Die Ausstellung „Gute Geschäfte“ über den Kunsthandel in Berlin 1933-1945 arbeitet bewusst mit der doppelbödigen Konnotation des Titels, um einerseits die seriösen Kunsthändler der Weimarer Republik und deren Schicksal unter den Nazis zu beleuchten und andererseits die profitablen Geschäfte des NS-Regimes mit der von ihm verfemten Kunst zu behandeln.
Bis heute beschäftigen Provenienzforschung und Restitutionsklagen nicht nur Kunsthistoriker, Juristen und Gerichte, sondern beeinflussen die Arbeit von Museen und setzen Kunstsammlungen auf den Prüfstand. Die Liste jener mittels Arisierung von jüdischem Privatvermögen oder aus öffentlichen Sammlungen spurlos verschwundenen Bilder ist lang und die Herkunft einiger Exponate in den Museen oder von Auktionsware zumindest zweifelhaft.
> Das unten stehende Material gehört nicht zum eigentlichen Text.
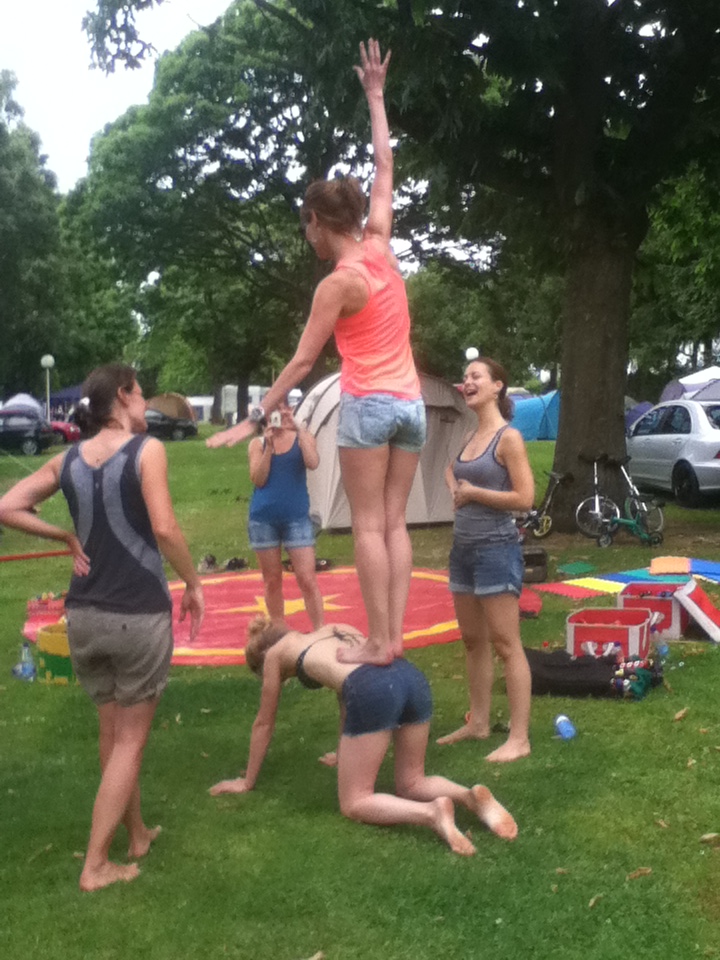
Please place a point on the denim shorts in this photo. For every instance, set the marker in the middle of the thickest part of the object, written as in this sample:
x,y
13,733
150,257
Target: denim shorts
x,y
379,418
486,570
385,698
264,535
121,658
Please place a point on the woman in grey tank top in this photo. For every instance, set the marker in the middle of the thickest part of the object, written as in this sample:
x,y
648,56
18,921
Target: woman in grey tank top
x,y
490,479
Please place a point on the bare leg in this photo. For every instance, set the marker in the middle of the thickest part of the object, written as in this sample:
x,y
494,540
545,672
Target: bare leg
x,y
412,781
271,568
398,484
130,726
140,836
359,760
502,616
378,483
479,663
303,561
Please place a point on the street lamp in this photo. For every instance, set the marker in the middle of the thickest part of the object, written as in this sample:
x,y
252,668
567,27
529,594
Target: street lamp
x,y
47,362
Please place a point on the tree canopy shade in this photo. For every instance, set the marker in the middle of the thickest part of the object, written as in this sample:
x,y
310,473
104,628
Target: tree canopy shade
x,y
550,122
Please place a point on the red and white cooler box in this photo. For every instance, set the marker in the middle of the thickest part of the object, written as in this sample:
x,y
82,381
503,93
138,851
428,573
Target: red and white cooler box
x,y
600,631
672,618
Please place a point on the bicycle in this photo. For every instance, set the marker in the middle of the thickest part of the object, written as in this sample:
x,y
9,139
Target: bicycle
x,y
538,520
599,518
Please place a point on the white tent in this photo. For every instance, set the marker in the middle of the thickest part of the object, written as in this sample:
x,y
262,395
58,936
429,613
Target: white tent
x,y
686,387
448,421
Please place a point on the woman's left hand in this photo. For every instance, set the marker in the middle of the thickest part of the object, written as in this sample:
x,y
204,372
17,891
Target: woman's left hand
x,y
465,492
239,785
81,561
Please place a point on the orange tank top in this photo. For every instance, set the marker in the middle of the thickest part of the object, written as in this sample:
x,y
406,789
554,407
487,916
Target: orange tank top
x,y
375,342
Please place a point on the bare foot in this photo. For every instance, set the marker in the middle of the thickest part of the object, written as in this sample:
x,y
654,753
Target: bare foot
x,y
140,843
495,817
468,732
366,653
106,874
239,785
444,826
509,752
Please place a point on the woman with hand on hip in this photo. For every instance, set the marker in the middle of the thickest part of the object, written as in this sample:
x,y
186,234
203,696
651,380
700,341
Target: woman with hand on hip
x,y
118,607
279,511
382,416
490,479
380,705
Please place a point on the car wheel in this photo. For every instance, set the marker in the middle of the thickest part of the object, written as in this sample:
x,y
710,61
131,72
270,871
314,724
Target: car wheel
x,y
686,488
30,447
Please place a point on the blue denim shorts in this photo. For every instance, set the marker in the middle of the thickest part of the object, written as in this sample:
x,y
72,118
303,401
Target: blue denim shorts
x,y
385,698
486,570
380,418
264,535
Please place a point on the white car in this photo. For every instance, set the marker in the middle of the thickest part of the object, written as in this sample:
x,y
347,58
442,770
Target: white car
x,y
676,447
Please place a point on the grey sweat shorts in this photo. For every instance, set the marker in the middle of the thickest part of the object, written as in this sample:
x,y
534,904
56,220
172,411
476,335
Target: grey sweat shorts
x,y
120,657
Am Schicksal der führenden Personen und Galerien im Berlin der Weimarer Republik zeigt die Ausstellung des Aktiven Museum Faschismus und Widerstand, wie schnell die Situation für jüdische Kunsthändler unerträglich wurde. Von der Senkung des Freibetrages der Reichsfluchtsteuer auf 50.000 Reichsmark im Mai 1933 über das Gesetz zur „Einziehung von volks- und staatsfeindlichen Vermögen“ im Juli 1933 und das Gesetz zur „Beseitigung von Missständen im Versteigerungswesen“ ergriffen die Nazis gleich in den ersten Monaten Maßnahmen, die sich gegen jüdische Kunsthändler und die jüdisch-bürgerliche Käuferschicht richteten. Ab Oktober 1933 hatten alle Kunsthändler Mitglieder in der Reichskammer der bildenden Künste zu sein, was Juden verwehrt wurde. Manche „arische“ Mitarbeiter nutzten die „Gunst der Stunde“ und rissen sich Unternehmen in jüdischem Besitz unter den Nagel. Axel Vömel, der ehemalige Angestellte des legendären Kunsthändlers Alfred Flechtheim (1878–1937) arisierte kurzerhand die von Flechtheim 1913 in Düsseldorf gegründete Galerie. Unbeschadet davon blieb die 1921 am Lützowufer 13 in Berlin gegründete Dependance Flechtheims. Sie war der Hot Spot für die Moderne in Berlin, wo die Connaisseure auf der Suche nach der Avantgarde fündig wurden: Legér, Matisse, Picasso, George Grosz, Max Beckmann, Paul Klee und Willi Baumeister. Nach der Machtübergabe an die NSDAP kam ein Verbleiben des jüdischen Galeristen schon aufgrund seines Programms nicht in Frage, denn im Wesentlichen bestand es aus der von den Nazis als „entartet“ definierten Kunst. Flechtheim floh noch im Mai über Basel nach Paris und ließ sich in London nieder. Im gegenseitigen Einvernehmen übernahm sein Wirtschaftsprüfer das Berliner Geschäft und führte es noch bis 1936 weiter. Flechtheims Frau Betti konnte wegen der veranschlagten Höhe der Reichsfluchtsteuer das Land nicht mehr verlassen. Kurz vor der anstehenden Deportation beging sie im November 1941 Selbstmord.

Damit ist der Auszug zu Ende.